Line 2 says to deny all clients access to the website that contains anything from
the ACL "naughty_sites"
Line 3 says to allow access from "valid_clients".
Line 4 says to deny any other requests.
So,I suppose you are now wondering...."how do I specify more than one regex?". Well, the answer is simple....you can put them in a separate file. For example, suppose you wanted to filter the following words, and dis-allow access to them, if they appeared in the URL:
sex porn teen
You can add them to a file (one word at a time), say in:
/etc/squid/bad_words.regex
Then, in "/etc/squid.conf" you can specify:
acl bad-sites url_regex -i "/etc/squid/bad_words.regex" http_access deny bad_sites http_access allow valid_clients http-access deny all
Which probably makes life easier!! :-). That means that you can add words to the list whenever you need to.
There is also a much more easier way of filtering both regexes and domain names, by using a program called SquidGuard. More about that later.....
Now we come to the most important part -- actully running squid. Unfortunately, if this is the first ever time that you'll be initialising squid, then there are a few options that you must pass to it.

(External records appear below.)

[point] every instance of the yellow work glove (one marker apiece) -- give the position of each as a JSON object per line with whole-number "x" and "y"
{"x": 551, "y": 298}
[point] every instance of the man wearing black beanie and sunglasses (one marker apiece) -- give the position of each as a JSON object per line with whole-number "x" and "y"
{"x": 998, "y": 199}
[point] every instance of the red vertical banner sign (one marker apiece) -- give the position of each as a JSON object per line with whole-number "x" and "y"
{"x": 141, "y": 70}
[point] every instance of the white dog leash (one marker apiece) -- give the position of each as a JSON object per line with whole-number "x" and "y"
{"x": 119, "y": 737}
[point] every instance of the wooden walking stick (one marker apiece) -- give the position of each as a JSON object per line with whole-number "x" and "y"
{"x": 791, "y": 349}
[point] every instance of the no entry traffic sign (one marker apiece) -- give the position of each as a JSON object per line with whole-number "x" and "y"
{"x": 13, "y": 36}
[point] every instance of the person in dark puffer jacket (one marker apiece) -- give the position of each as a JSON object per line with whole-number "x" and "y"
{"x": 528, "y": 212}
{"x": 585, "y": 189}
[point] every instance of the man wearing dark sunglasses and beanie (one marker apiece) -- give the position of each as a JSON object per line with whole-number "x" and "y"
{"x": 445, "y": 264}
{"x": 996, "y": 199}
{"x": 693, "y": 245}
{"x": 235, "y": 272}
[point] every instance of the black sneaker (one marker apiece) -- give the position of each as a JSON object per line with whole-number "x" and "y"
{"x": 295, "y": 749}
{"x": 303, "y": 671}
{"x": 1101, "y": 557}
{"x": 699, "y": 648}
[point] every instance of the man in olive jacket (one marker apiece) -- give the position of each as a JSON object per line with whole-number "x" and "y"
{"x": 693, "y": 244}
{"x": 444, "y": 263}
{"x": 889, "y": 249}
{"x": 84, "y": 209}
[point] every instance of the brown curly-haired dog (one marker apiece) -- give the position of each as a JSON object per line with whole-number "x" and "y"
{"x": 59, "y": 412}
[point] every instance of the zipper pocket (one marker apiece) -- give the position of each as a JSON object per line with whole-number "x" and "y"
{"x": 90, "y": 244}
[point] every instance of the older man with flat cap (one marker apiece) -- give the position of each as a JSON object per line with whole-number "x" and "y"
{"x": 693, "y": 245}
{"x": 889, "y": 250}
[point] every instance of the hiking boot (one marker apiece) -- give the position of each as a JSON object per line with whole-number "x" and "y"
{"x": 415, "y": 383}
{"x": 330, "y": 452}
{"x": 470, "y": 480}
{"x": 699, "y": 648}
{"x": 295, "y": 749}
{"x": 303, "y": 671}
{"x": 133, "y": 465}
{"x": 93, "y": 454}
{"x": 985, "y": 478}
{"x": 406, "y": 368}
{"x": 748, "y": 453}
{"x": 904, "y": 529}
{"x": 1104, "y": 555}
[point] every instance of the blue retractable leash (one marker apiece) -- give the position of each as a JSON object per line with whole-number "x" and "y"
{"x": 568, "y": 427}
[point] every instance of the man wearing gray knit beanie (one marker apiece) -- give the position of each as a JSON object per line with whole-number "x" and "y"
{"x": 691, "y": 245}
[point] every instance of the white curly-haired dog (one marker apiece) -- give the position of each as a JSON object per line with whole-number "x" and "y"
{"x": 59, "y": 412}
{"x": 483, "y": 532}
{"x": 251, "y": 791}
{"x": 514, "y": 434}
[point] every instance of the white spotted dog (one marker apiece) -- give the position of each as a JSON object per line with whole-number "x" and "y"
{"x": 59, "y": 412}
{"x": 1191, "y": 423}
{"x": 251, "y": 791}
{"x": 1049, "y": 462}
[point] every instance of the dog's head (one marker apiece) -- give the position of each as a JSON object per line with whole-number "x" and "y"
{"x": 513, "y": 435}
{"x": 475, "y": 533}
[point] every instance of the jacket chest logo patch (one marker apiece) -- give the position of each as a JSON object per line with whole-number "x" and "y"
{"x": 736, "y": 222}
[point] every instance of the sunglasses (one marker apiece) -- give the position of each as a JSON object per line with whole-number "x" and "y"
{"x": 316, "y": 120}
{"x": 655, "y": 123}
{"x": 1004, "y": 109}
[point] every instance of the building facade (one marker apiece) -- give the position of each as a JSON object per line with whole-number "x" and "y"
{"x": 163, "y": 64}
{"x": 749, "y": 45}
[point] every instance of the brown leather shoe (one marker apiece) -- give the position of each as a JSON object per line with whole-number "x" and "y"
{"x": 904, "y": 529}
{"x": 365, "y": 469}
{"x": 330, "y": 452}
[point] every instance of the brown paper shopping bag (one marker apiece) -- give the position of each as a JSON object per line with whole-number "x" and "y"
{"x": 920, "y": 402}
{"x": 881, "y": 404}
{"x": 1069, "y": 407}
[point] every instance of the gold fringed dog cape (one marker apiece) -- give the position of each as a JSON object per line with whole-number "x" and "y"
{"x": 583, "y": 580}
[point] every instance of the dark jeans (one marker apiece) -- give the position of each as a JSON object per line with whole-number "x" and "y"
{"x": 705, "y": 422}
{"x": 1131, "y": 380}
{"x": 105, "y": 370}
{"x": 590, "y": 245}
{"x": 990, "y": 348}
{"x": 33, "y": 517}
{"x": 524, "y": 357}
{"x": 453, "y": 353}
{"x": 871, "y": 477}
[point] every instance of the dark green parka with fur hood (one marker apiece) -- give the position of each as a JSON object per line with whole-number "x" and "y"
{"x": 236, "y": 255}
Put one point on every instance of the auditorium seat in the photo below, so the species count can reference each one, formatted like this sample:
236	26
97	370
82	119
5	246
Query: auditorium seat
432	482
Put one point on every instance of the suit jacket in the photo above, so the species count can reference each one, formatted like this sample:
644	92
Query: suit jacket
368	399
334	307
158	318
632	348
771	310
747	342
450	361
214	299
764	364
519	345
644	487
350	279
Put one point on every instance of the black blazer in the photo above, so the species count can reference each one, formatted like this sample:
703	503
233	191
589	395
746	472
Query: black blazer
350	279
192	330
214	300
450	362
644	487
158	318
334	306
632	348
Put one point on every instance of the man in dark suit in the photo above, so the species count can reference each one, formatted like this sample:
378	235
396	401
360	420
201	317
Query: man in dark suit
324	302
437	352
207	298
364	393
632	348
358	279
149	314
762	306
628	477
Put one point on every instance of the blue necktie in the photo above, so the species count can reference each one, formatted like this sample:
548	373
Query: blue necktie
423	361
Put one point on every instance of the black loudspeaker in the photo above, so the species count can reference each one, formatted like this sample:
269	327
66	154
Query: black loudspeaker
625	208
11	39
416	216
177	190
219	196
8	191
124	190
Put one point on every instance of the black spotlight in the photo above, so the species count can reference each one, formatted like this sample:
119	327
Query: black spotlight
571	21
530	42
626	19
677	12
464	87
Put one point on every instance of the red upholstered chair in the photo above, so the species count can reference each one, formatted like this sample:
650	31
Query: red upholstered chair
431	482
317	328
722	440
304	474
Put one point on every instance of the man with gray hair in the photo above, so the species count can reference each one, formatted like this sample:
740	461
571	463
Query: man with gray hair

Typically, the most common options that can be passed to squid, can be summed up in the following table.
Flag | Explanation |
---|---|
-z | This creates the swap directories that squid needs. This should only ever be used when running squid for the first time, or if your cache directories get deleted. |
-f | This options allows you to specify an alternative file to use, rather than the default "/etc/squid/conf". However, this option should be rarily used. |
-k reconfigure | This option tells squid to re-load its configuration file, without stopping the squid daemon itself. |
-k rotate | This option tells squid to rotate its logs, and start new ones. This option is useful in a cron job. |
-k shutdown | Stops the execution of Squid. |
-k check | Checks to ensure that the squid deamon is up and running. |
-k parse | Same as "-k reconfigure". |
The full listing however for the available options are as follows:
Usage: squid [-dhsvzCDFNRVYX] [-f config-file] [-[au] port] [-k signal] -a port Specify HTTP port number (default: 3128). -d level Write debugging to stderr also. -f file Use given config-file instead of /etc/squid/squid.conf -h Print help message. -k reconfigure|rotate|shutdown|interrupt|kill|debug|check|parse Parse configuration file, then send signal to running copy (except -k parse) and exit. -s Enable logging to syslog. -u port Specify ICP port number (default: 3130), disable with 0. -v Print version. -z Create swap directories -C Do not catch fatal signals. -D Disable initial DNS tests. -F Foreground fast store rebuild. -N No daemon mode. -R Do not set REUSEADDR on port. -V Virtual host httpd-accelerator. -X Force full debugging. -Y Only return UDP_HIT or UDP_MISS_NOFETCH during fast reload.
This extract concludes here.